L’Abbazia di San Galgano: tra storia e leggenda

L’Abbazia di San Galgano: tra storia e leggenda

È novembre, il sole sta per calare e una leggera nebbiolina inizia ad alzarsi dai campi circostanti. Sembra il momento ideale per vistare questo luogo dove storia e leggenda si incontrano e si fondono, creando qualcosa di magico.

Siamo all’Abbazia di San Galgano, a pochi chilometri da Siena. Il complesso è in realtà formato, oltre che dalla grande abbazia cistercense abbandonata, dalla Rotonda di Montesiepi, antica cappella di forma circolare che si raggiunge a piedi tramite un breve sentiero di pochi minuti. Ciò che rende la zona estremamente affascinante è l’atmosfera piena di mistero della grande abbazia scoperchiata, che permette allo sguardo del visitatore di cogliere l’infinito del cielo.

La storia di San Galgano

Chi era questo San Galgano? L’uomo era originario di Chiusdino, piccolo e incantevole borgo abbarbicato su una collina poco distante dalla zona dell’abbazia, dove si trova anche un interessante Museo d’Arte Sacra incluso nel prezzo d’ingresso al complesso dell’Abbazia e della Rotonda. San Galgano, discendente di una famiglia agiata, visse in maniera dissoluta fino al Natale del 1180, quando si convertì per ritirarsi a vita eremitica. Il cambio radicale di stile di vita lo portò a compiere il gesto di infiggere la sua spada nel terreno, lasciandosi alle spalle il passato. La spada è ancora visibile, corrosa dalla ruggine e protetta da una teca di vetro, proprio all’interno della Rotonda di Montesiepi.

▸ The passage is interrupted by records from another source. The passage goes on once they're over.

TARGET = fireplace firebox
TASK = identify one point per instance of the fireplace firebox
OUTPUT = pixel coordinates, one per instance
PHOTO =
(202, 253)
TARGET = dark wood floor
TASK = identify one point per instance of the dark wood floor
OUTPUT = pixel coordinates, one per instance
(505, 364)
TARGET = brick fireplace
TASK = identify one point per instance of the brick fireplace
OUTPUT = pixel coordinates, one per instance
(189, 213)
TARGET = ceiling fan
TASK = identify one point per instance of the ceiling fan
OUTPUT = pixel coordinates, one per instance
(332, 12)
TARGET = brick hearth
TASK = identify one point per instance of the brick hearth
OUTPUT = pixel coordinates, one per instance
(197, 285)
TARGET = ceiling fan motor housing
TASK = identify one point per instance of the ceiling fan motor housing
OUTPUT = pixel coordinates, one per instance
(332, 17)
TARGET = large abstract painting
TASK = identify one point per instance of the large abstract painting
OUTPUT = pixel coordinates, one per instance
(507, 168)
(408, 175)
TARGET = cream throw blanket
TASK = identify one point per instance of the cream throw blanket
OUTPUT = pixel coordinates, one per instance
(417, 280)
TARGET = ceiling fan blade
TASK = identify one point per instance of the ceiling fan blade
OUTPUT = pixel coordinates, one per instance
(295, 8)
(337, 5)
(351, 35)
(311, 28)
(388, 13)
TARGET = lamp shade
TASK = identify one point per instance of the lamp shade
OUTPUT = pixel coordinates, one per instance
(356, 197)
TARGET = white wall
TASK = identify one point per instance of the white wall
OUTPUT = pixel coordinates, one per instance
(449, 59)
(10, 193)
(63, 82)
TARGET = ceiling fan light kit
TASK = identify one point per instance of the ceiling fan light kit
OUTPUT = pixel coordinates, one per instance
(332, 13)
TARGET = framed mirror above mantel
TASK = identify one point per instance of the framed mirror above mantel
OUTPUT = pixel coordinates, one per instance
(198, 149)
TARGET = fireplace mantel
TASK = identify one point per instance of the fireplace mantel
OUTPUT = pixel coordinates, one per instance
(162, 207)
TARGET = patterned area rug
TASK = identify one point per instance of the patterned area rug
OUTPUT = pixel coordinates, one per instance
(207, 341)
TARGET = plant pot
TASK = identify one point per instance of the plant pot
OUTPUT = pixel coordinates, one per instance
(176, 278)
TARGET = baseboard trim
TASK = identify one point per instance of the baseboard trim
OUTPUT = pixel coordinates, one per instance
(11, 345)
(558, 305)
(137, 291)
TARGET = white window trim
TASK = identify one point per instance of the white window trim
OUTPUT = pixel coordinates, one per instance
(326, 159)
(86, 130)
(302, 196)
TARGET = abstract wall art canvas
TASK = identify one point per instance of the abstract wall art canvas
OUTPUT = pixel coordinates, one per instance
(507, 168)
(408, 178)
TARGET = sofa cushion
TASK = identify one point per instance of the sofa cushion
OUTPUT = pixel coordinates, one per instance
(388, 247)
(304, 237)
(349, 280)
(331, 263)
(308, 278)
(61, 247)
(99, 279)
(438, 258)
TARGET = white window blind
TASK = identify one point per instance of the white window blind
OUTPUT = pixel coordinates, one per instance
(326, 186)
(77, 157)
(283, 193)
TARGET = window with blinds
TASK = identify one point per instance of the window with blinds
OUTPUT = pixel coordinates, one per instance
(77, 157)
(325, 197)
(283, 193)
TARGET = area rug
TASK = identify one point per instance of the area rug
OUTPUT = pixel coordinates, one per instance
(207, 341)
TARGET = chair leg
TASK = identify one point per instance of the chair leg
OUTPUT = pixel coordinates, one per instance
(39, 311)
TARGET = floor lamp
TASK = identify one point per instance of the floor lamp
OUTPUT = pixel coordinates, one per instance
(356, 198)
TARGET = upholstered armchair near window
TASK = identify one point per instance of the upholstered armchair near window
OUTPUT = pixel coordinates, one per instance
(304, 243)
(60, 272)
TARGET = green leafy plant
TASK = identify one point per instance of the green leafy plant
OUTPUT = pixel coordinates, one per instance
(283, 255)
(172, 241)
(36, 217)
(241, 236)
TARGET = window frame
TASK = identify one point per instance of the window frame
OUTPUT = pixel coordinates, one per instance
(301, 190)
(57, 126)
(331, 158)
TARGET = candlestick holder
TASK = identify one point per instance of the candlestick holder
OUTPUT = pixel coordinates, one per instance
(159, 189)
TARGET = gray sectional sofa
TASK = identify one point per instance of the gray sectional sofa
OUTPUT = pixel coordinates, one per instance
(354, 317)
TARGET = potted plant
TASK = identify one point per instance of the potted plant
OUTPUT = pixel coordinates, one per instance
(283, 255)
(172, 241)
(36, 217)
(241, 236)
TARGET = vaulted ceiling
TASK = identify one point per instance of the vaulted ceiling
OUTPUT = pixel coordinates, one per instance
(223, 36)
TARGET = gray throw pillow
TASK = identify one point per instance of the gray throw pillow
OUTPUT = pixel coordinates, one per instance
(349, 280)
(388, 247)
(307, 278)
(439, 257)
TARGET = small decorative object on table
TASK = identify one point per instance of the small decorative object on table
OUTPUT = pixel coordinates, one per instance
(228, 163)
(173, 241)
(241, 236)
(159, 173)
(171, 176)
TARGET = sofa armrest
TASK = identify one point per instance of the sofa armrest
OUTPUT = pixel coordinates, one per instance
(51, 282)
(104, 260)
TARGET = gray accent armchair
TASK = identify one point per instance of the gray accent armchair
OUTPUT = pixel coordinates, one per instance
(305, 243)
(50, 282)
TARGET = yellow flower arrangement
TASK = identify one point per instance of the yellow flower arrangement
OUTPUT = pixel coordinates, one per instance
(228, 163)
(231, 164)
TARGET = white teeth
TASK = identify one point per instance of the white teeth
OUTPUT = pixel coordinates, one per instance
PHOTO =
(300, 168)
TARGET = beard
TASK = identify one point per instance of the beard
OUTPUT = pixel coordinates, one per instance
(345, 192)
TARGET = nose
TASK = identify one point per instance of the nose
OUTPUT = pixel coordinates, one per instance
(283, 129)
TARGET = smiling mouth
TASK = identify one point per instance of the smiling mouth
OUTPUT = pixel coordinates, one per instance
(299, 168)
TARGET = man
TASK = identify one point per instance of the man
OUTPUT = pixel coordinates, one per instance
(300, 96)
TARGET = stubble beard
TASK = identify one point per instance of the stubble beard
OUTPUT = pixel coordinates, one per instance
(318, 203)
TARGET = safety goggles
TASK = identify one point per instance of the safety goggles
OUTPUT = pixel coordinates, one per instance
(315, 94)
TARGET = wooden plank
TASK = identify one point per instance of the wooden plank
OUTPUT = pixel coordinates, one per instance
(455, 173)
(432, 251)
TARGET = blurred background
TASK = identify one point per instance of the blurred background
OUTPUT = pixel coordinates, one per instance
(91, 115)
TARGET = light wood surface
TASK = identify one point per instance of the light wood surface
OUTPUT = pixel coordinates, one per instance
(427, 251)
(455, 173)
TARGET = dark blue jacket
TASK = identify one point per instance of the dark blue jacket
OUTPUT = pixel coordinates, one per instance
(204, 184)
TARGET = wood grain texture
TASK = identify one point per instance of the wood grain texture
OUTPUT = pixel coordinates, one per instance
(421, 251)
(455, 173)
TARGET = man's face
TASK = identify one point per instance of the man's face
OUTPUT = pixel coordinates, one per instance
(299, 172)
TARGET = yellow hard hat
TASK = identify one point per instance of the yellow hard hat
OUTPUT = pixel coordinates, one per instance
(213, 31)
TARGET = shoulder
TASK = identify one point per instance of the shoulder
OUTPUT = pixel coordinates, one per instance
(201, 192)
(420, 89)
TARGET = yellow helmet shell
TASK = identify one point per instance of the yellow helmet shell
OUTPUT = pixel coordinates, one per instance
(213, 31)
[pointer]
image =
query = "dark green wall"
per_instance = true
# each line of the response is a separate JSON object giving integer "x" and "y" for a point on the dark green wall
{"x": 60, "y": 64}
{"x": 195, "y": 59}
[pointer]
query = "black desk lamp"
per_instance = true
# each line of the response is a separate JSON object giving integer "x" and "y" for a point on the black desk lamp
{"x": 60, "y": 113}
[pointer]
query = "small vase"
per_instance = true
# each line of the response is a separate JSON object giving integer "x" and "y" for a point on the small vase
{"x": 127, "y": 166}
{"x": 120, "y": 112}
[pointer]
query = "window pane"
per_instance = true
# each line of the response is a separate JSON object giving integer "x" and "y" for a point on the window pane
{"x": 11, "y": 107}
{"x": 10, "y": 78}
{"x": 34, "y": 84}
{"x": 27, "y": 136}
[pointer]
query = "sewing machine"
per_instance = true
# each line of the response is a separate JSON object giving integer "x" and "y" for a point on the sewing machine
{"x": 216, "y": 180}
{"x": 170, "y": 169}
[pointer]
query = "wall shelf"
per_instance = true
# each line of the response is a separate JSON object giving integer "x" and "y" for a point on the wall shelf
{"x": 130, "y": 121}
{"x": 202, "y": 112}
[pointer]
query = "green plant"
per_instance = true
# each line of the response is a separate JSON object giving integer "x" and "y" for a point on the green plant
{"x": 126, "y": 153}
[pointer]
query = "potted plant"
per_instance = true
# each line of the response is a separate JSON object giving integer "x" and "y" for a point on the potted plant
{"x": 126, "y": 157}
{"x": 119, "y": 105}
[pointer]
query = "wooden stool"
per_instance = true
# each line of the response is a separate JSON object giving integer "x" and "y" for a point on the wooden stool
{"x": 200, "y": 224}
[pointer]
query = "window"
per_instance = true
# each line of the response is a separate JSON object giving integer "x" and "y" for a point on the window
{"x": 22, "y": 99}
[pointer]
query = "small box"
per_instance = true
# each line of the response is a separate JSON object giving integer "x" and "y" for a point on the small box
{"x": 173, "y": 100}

Fu in seguito il vescovo di Volterra, Ugo Saladini a volere nel luogo della morte del Santo una cappella, che fu terminata nel 1185. Gli successe poi il vescovo Ildebrando Pannocchieschi, che promosse la costruzione di un vero e proprio monastero cistercense, ordine con cui san Galgano era entrato in contatto. Già nel 1227 ci sono testimonianze dell’esistenza di una chiesa superiore, ovvero la Rotonda di Montesiepi, e di una inferiore, quella di San Galgano. Un paio di anni dopo fu pronta anche l’Abbazia. I cistercensi godevano di molte donazioni e anche della protezione di personaggi importanti, compresi imperatori e papi. Dopo la consacrazione, nel 1288, la fiorente comunità di monaci contribuì agli studi per gli acquedotti della zona e ai lavori di bonifica delle paludi circostanti. Il monastero possedeva addirittura un mulino e macchinari per la lavorazione dei tessuti e del ferro.

Nel Trecento la situazione cambiò totalmente: la peste e i saccheggi convinsero i monaci a trasferirsi a Siena, nel Palazzo di San Galgano che ora è parte dell’Ateneo della città. Agli inizi del 1500 l’abbazia venne affidata a degli abati in commenda: fu uno di loro a far rimuovere il tetto per vendere la copertura in piombo, accelerando il deterioramento dell’edificio, che alla fine del 1700 venne definitivamente sconsacrato e abbandonato. Il restauro, ad opera di Gino Chierici, avvenne solo negli anni Venti del Novecento, ma fu di tipo conservativo: vennero consolidati quindi solo i resti del monastero, senza ricostruirlo.

Il complesso di San Galgano e della Rotonda di Montesiepi, ancora intatta, attira moltissimi turisti ogni anno proprio per il fascino dell’abbandono. Lo charme diventa ancora più potente nei dintorni di un edificio tanto intriso di storia e spiritualità, così imponente, che si staglia contro il cielo nel mezzo della campagna toscana. Un luogo da set cinematografico, quale in effetti è stato, seducendo persino Tarkovskij. Forse proprio perché manca il tetto.